Tras la llegada del nuevo coronavirus covid-19, todo ha cambiado: la forma de vender, de trabajar, producir y gestionar. Sin ir muy lejos, cuidar de la salud de los clientes y los colaboradores -a través del cumplimiento de las nuevas regulaciones- es una tarea fundamental en esta nueva realidad.

En este sentido, las empresas que no lo hagan cerrarán sus puertas (mejor dicho: se las cerrarán), y para lograr el éxito en estos temas del cuidado de la salud, sin duda una corporación de seguridad privada puede ofrecerle grandes aportes.

Además de las labores acostumbradas de vigilancia, el personal de guardia estaría constantemente verificando el cumplimiento de la norma y contribuyendo a salvaguardar la salud de los presentes.

No es tarea fácil, debido a que las operaciones empresariales aún no están del todo diseñadas para las nuevas costumbres, por ello, es posible que debido a negligencia algún cliente o colaborador falte a la norma. De no haber personal especial para estas funciones, podría generarse algún inconveniente, en mayor o menor grado.

No es necesario distraer en estos temas a su personal de recursos humanos o de cualquier otra área. En efecto, su socio de seguridad privada puede encargarse de esto, sin dificultad alguna. De esta manera, la funcionalidad de la empresa comienza a verse beneficiada. Al menos en este aspecto, podemos decir que la maquinaria estaría bien aceitada.

La reputación de su negocio también se beneficia. Es claro que tanto clientes, como colaboradores y autoridades comprobarán que su empresa está ocupándose en brindar mayores garantías para salvaguardar la salud. Esto significa solidez de marca para apuntalar el posicionamiento de su compañía.

Es momento de hacer acopio de ideas, soluciones, manos y mentes que puedan ayudarnos a sacar adelante a la empresa. No han sido tiempos fáciles, así que requerimos pensar como una organización, incrementar la eficiencia y reducir los costos. 

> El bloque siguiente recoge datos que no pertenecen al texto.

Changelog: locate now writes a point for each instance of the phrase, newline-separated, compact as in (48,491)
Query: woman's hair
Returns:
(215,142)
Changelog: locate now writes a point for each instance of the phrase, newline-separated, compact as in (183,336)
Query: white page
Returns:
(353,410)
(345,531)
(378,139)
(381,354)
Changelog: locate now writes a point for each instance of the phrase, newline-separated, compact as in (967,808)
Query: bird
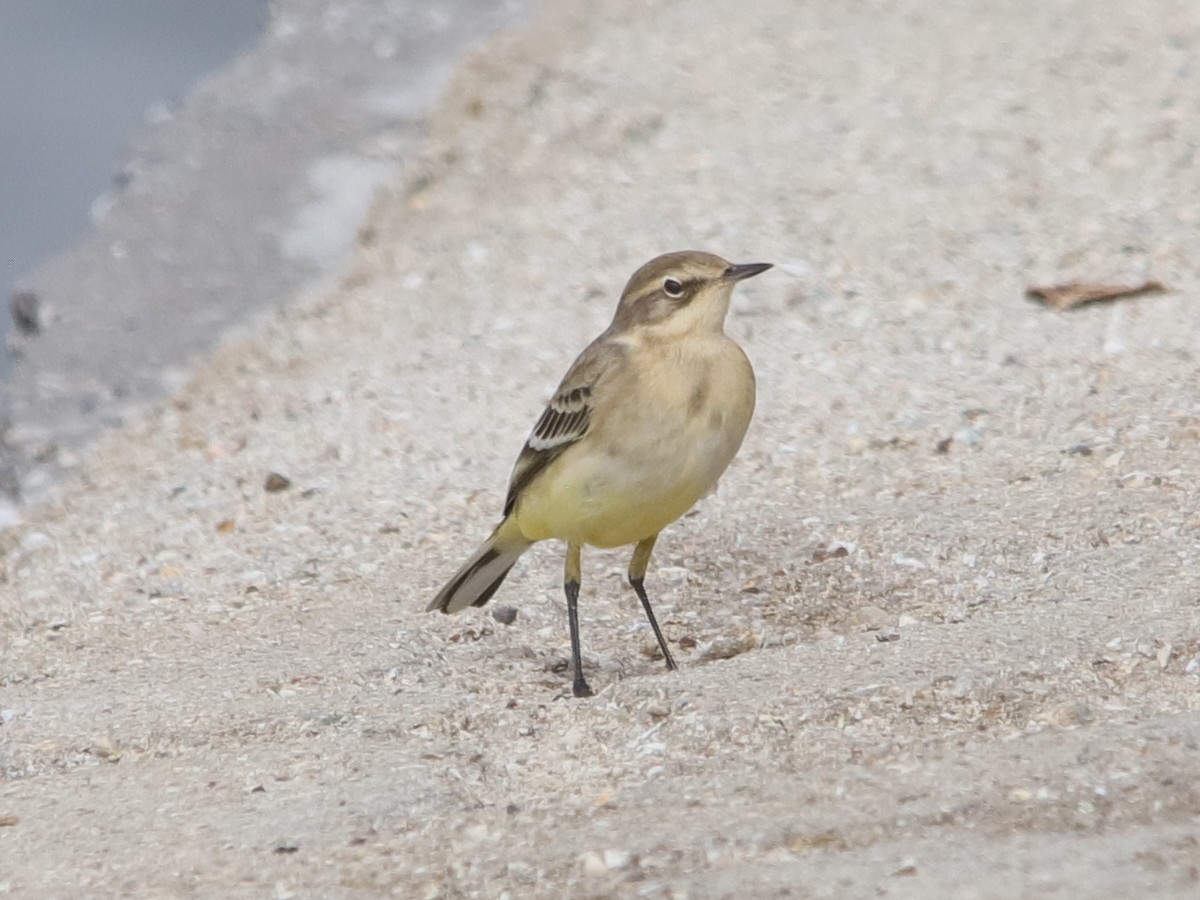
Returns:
(641,427)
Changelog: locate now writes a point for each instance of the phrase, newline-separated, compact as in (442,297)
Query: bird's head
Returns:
(682,292)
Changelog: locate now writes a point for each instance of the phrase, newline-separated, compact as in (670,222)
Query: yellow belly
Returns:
(648,462)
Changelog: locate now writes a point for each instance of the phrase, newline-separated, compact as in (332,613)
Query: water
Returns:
(77,78)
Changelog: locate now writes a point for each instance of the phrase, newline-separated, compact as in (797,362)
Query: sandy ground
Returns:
(959,549)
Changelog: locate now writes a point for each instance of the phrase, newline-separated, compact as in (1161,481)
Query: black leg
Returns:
(654,623)
(636,579)
(580,689)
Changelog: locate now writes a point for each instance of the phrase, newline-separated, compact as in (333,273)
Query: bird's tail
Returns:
(483,574)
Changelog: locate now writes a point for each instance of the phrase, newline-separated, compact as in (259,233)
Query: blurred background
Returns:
(169,168)
(77,79)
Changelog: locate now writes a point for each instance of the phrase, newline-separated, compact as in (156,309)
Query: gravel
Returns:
(991,693)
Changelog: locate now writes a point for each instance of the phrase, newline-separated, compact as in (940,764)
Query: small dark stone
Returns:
(276,483)
(505,615)
(27,312)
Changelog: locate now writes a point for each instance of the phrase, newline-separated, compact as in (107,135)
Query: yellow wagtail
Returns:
(641,427)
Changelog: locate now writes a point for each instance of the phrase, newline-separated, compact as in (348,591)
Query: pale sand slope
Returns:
(183,700)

Con la detección de necesidades correcta y la respectiva capacitación para dar respuesta a esas necesidades, es un hecho que su equipo de seguridad privada puede aportar a su organización el enorme valor de la colaboración en los nuevos procesos que la nueva normalidad demanda. Además, no sólo es el talento y la experiencia del personal, sino la tecnología que también puede apoyar en dichos procesos.

Algunos ejemplos son:

  • Los sistemas de bioseguridad pueden prevenir de manera muy eficaz los riesgos de infección, al interior de la empresa.
  • Las cámaras de última generación pueden medir, a la distancia, la temperatura de las personas.
  • El software de reconocimiento facial también detecta si se porta o no el cubrebocas.

Una implementación de este calibre facilitará un acceso rápido, cómodo, eficiente y, sobre todo, seguro para el personal, clientes y proveedores.

Los verdaderos especialistas en este sector están preparados para abordar e implementar las nuevas disposiciones, los métodos de gestión y las buenas prácticas que ayudarán a controlar y optimizar esta etapa, ya sea transitoria o permanente, de la crisis provocada por el covid-19.

Hoy más que nunca, una empresa de seguridad privada puede representar a un poderoso aliado para usted y para su empresa.